I have conducted (and continue to conduct) loads of research for Curing the Human Disease.
I've got pages of notes from interviews with smart people, internet bookmarks up the kazoo and tons of books with natty, highlighted pages. I am using the research to directly inform some of the concepts in the book but also as a kind of background hum of thinking that inderectly impacts it's themes.
I just finished reading Hillary Clinton's It Takes A Village, which she wrote when she was first lady. I found the book really interesting and well thought out (not the liberal diatribe some have accused it of being). Clinton interestingly visits some of the same themes as Curing the Human Disease, though her focus on children is different than my book's primary look at adult behaviors and motivators (why is it that all first ladies have thif kids/family focus? Is it like a Queen Mum thing where they are the nation's top mom?).
It Takes a Village also speaks explicitely about Howard Gardner's theory of multiple intelligences, which I have also been researching and including in the book.
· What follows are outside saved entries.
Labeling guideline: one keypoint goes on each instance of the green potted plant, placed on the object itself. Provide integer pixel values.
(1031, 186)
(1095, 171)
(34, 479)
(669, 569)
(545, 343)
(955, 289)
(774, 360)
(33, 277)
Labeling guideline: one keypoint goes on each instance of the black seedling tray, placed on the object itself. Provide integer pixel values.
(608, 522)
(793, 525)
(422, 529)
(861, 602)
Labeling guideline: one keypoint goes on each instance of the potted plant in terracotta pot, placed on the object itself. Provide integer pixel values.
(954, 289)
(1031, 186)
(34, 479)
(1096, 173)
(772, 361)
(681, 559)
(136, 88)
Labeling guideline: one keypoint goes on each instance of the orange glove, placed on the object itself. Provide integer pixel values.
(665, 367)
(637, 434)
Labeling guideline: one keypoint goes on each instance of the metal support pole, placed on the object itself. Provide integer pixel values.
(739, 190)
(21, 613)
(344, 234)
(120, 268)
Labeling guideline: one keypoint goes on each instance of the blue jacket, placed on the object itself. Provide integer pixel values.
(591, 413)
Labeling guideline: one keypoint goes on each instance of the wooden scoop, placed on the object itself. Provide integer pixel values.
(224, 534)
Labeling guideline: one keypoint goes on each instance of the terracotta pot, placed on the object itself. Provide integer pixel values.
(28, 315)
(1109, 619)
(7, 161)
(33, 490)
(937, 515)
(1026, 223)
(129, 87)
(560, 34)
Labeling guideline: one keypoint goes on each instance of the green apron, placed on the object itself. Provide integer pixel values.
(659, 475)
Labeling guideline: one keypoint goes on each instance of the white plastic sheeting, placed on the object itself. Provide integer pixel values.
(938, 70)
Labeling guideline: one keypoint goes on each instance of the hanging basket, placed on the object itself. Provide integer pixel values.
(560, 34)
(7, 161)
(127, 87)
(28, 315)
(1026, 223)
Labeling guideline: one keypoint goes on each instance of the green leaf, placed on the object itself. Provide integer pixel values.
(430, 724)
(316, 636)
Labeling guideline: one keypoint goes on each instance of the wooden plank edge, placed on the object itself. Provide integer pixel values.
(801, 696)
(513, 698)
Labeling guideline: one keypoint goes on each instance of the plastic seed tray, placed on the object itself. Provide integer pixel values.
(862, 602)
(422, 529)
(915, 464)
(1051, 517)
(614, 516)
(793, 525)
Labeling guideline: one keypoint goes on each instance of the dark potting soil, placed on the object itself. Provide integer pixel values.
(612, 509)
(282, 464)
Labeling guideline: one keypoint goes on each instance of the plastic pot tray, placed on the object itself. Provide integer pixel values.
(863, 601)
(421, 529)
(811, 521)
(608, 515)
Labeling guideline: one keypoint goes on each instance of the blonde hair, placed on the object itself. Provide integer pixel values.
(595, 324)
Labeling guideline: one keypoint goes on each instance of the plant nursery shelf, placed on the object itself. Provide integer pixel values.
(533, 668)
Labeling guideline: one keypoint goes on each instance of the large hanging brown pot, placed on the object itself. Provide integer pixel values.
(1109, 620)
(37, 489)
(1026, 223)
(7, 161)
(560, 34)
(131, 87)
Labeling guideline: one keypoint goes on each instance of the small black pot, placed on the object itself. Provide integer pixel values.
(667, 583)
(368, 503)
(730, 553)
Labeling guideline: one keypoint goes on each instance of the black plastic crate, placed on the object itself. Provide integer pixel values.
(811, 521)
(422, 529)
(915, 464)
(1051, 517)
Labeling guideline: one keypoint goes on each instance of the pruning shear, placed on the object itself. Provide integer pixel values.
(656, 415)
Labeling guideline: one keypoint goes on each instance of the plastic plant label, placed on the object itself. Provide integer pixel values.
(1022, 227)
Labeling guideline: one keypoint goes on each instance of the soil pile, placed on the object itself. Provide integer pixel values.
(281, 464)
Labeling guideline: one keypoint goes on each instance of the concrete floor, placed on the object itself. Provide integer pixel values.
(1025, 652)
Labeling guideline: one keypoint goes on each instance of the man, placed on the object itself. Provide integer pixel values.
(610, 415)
That is both cool and kind of intimidating - do I now have to rethink that content because it's also in her book?
The other thing about Clinton's book is how on-target it is in illuminating many of the problem's in American society. She nails the causes of the economic downturn that now afflicts us - from the lack of corporate regulation to rampant consumerism to failing educational systems.
This book was written in 1996...and it sold really well but I guess people didn't really take the thinking seriously? Were they too distracted by the Bill/Monica scandal? Or - in these modern times can a book really instigate societal change? That's a tough one to answer. Maybe It Takes a Village moved the needle a little - it's hard to prove. It's scary though because I am writing my book because I want to improve our world I'm wondering if that's a futile effort!